Anxiety and Depression in Later Life: Co-Occurrence and Communality of Risk Factors

Aartjan T.F. Beekman, M.D., Ph.D., Edwin de Beurs, Ph.D., Anton J.L.M. van Balkom, M.D., Ph.D., Dorly J.H. Deeg, Ph.D., Richard van Dyck, M.D., Ph.D., and Willem van Tilburg, M.D., Ph.D.

OBJECTIVE: The purpose of this study was to examine the comorbidity of and communality of risk factors associated with major depressive disorder and anxiety disorders in later life. METHOD: A random age- and sex-stratified community-based sample (N=3,056) of the elderly (age 55–85 years) in the Netherlands was studied. A two-stage screening design was used, with the Center for Epidemiologic Studies Depression Scale as a screening instrument and the National Institute of Mental Health Diagnostic Interview Schedule as a criterion instrument. Risk factors were measured with well-validated instruments and represented a broad range of vulnerability and stress-related factors associated with anxiety and depression.
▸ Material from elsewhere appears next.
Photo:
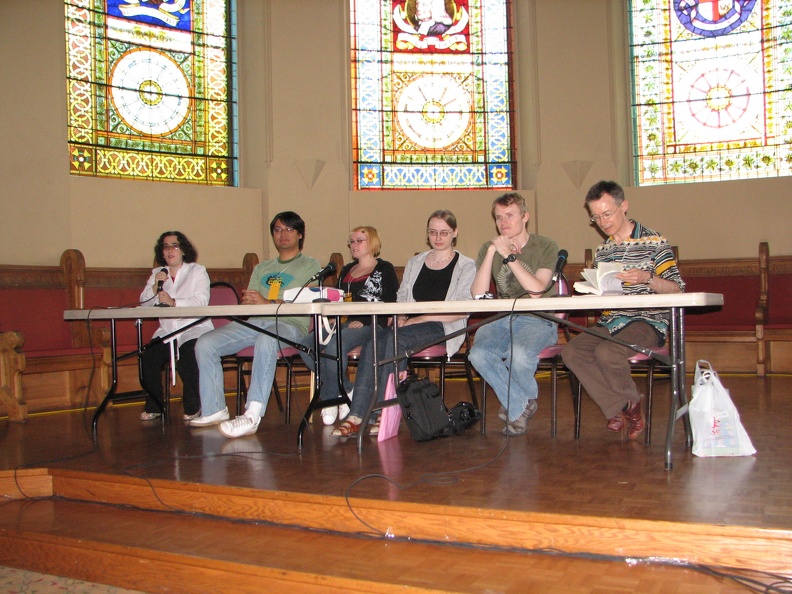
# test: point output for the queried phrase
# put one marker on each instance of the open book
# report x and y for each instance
(601, 280)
Multivariate analyses examined risk factors associated with pure major depressive disorder, pure anxiety disorders, and comorbid conditions. RESULTS: Comorbidity was highly prevalent: 47.5% of those with major depressive disorder also met criteria for anxiety disorders, whereas 26.1% of those with anxiety disorders also met criteria for major depressive disorder. While the only variables associated with pure major depressive disorder were younger age and external locus of control, risk factors representing a wide range of both vulnerability and stress were associated with pure anxiety disorders. External locus of control was the only common factor. The group with anxiety disorders plus major depressive disorder had a distinct risk factor profile and may represent those with a more severe disorder. CONCLUSIONS: Although high levels of comorbidity between major depressive disorder and anxiety disorders were found, comparing risk factors associated with pure major depressive disorder and pure anxiety disorders revealed more differences than similarities. Anxiety disorders in later life merit separate study.